The children on the afternoon I attended love it when three evil crones sing Matt Gimblett’s “Weird Sisters." Samantha Giffard, Kirsty Tibbetts and Richard Foster-King (yes, a bloke!) are suitably ugly and sinister in their roles. Add to their number, Hecate, Queen of Witchcraft (Noel Andrew Harron - another bloke!) and you have a creepy quartet.
Jason Lee Scott’s interpretation of Macbeth is just as impelling as Shakespeare’s original and he has a voice to die for which many characters do! Emma Odell as his wife conveys a scheming, unprincipled woman. I like the way she sings “Out damned spot” and other solos. Kirk Barker is an honourable Macduff.
Motivated by ambition, and encouraged by his wife, Macbeth kills Duncan, the King and eventually becomes a mass murderer. The most ghastly event is the killing of Macduff’s wife and children at his bidding. This is hardly “once upon a time” stuff and could possibly upset sensitive children.

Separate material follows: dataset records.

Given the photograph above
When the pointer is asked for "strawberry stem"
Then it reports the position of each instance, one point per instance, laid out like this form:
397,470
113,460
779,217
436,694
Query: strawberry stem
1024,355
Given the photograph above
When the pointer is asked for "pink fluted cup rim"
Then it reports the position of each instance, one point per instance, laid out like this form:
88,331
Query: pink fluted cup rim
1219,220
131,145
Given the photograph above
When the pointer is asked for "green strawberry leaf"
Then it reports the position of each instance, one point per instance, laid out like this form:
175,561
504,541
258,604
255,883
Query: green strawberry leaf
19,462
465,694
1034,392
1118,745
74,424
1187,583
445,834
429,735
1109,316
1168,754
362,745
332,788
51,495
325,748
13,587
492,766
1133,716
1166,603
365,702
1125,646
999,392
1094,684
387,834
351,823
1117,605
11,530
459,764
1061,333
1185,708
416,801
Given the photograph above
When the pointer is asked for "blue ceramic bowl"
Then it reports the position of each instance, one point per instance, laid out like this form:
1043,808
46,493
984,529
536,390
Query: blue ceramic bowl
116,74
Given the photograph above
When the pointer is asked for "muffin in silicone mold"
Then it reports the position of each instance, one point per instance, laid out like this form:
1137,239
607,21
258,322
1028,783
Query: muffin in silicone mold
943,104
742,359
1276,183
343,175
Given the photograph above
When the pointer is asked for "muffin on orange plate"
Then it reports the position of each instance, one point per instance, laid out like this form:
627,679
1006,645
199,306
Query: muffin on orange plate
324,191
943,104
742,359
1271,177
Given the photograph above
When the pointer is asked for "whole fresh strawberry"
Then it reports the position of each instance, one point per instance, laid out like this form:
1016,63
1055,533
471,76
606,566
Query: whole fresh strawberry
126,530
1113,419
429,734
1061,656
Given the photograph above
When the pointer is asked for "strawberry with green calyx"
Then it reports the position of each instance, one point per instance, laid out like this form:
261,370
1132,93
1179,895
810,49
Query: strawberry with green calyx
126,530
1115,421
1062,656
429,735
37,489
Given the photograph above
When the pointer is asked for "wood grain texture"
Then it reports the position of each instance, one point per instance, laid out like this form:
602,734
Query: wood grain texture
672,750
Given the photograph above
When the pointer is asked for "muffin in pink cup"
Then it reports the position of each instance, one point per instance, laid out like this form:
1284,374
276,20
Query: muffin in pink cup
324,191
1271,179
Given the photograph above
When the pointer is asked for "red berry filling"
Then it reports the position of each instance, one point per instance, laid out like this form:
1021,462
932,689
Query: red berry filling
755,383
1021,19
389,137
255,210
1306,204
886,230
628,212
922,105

So, in his role of co-director, Julian Chenery (sharing duties with Joseph Fowler) who also writes the script and lyrics makes Shakespeare’s porter provide comic relief. Noel Andrew Harron interacts, pantomime fashion with the kids who laugh their heads off at his antics.
At the end Macduff avenges Macbeth in a magnificent clash of swords followed by the final choral number “From Today” I chose to attend the matinee performance to see its impact on ten and ll-year-olds.
Among the school parties was a group from Firwood Manor Preparatory School in Chadderton, near Oldham.
I asked 10-year-old Arron, a pupil, what he thought of the show. He said: “I liked the witches the best but I was scared of the thunder. I liked the jokes.”
The porter goes to a lot of trouble to teach the children what ‘equivocator’ means. So I can’t understand why the company dumb down their name, reducing it to text speak by spelling Kidz incorrectly. Why isn’t it called, “Shakespeare for Kids?" After all, the company aims to educate. Even so, their Macbeth is incredibly entertaining and original.